Optimizing Math Functions - Page 5

Optimizing Math Functions

Discuss the source code and development of Spring Engine in general from a technical point of view. Patches go here too.

Moderator: Moderators

User avatar
aegis
Posts: 2456
Joined: 11 Jul 2007, 17:47

Re: Optimizing Math Functions

Post by aegis »

Could Lua scripting on units instead of cob be much faster? I think I remember Lurker complaining Lua counted faster, anyway.
User avatar
lurker
Posts: 3842
Joined: 08 Jan 2007, 06:13

Re: Optimizing Math Functions

Post by lurker »

Complaining?
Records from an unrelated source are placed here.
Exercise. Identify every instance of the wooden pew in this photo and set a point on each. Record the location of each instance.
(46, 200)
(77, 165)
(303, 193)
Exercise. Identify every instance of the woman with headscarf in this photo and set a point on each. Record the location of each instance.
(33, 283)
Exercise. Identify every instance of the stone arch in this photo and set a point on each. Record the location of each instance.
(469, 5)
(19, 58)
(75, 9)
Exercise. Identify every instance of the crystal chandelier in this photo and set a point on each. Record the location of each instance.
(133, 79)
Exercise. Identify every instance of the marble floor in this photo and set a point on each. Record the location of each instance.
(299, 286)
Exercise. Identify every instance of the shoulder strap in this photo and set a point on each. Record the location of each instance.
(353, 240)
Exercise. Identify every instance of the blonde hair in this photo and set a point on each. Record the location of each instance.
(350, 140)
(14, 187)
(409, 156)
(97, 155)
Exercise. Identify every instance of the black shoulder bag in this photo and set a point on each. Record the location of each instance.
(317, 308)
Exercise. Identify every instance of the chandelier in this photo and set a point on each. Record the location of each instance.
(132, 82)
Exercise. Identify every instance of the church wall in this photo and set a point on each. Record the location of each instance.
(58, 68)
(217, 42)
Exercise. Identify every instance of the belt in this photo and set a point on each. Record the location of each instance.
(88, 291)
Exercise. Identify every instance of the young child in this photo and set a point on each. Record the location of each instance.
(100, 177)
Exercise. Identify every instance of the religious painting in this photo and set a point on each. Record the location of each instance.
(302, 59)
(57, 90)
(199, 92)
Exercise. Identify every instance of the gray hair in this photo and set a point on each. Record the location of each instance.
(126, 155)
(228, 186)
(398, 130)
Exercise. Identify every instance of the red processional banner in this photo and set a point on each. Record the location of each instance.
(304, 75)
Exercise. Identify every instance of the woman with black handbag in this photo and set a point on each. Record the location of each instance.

But yes, a for loop was an astounding 20 times faster in lua than in cob.
SJ
Posts: 618
Joined: 13 Aug 2004, 17:13

Re: Optimizing Math Functions

Post by SJ »

Its true that the rendering optimization wont make that much difference if simulation is what takes all the cpu time altough in my memory rendering used to eat at least 50% cpu even during heavy battles (but then I might have had a faster CPU than opponents so they reduced simulation speed).

You dont need to rebuild the display lists for moving units to send them as one display list. Just send in the matrices for the pieces as vertex constants and then have the vertices store which piece they belong to (requires use of vertex programs which is why spring didnt use this from the begining).
User avatar
AF
AI Developer
Posts: 20687
Joined: 14 Sep 2004, 11:32

Re: Optimizing Math Functions

Post by AF »

lua is far faster than cob but the reason using lua in animations is slow is because you have to make cob->lua->cob calls and crossing between the two languages is very expensive.

A pure lua implementation of the animation format would be far far faster than the cob implementation.
shaddam
Posts: 14
Joined: 23 Aug 2005, 15:49

Re: Optimizing Math Functions

Post by shaddam »

nice discussion! :)

want to share my experience because i'm working on low level optimizations on my job too... i tried several approaches but ended with writting the very core in low level assembler SSE code...

e.g. on the square root for the vector scalarproduct i was able to get an speedup by ~2 by using the SSE packed version SQRTPS for 4 float sqare roots instead of using 4 times the FPU version FSQRT.

but the biggest impact is possible with the approximated reciprocal function RSSQRTPS, which is an hardware based approximation of the squareroot!
http://softwarecommunity.intel.com/arti ... g/1818.htm
so the square root timing shrinks down for an float number from ~32 clock cycles to 4 cycle, a speed-up of 8!
(timings from the table http://softwarecommunity.intel.com/arti ... g/3089.htm)

so there is on actual hardware no need anymore to do this approx. by hand, just use the SSE version for even more speedup.... ;)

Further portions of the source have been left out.